Görlitzer Hallenhäuser an der Via Regia

Görlitz, die östlichste Stadt Deutschlands, verzaubert mit Architekturperlen aus fünf Jahrhunderten und einer malerischen Altstadt. Mit seinen circa 4.000 denkmalgeschützten Gebäuden beeindruckt Görlitz mit einer außergewöhnlich hohen Konzentration an Einzeldenkmälern. Ein lebendiges Architekturmuseum, das seine Besucher mitnimmt auf eine faszinierende Reise durch die Stilepochen – von Gotik über Renaissance und Barock bis hin zu Gründerzeit und Jugendstil.

Einzigartig für Görlitz sind die Hallenhäuser entlang der historischen Handelsstraße VIA REGIA. Die „Kaufmannspaläste“ stellen eine Mischung aus Wohn-, Wirtschafts- und Repräsentationsgebäude dar und sind ein Spiegelbild des zentraleuropäischen Handelswesens der frühen Neuzeit. 30 dieser besonderen Baudenkmäler wurden unter dem Titel „Die Görlitzer Hallenhäuser an der Via Regia“ für die Bewerbung um den UNESCO-Welterbe-Status zusammengefasst – der Prozess der Welterbe-Bewerbung läuft. Das Hallenhaus in der Brüderstraße 9 öffnet von April bis Oktober 2020 seine Türen und nimmt Besucher mit auf eine spannende Zeitreise.

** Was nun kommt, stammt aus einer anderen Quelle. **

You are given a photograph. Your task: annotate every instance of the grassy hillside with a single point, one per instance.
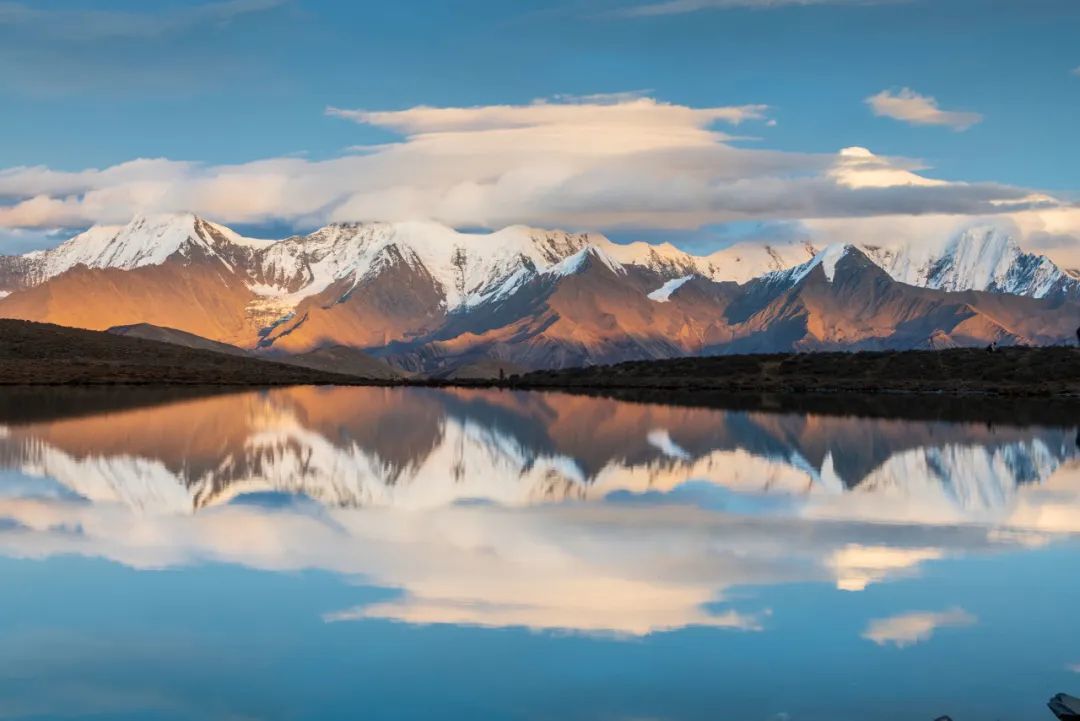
(37, 353)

Weitere Perspektiven auf den Architekturreichtum von Görlitz eröffnen sich mit dem Türmertag am 19. April, an dem Besucher das einzigartige Panorama vom Dicken Turm, Nikolaiturm und Reichenbacher Turm sowie vom Rathausturm genießen können. Der Tag der offenen Sanierungstür am 21. Juni gewährt allen Interessierten einen Blick hinter die sonst verschlossenen Türen von sanierten und unsanierten, von bekannten und versteckten Objekten.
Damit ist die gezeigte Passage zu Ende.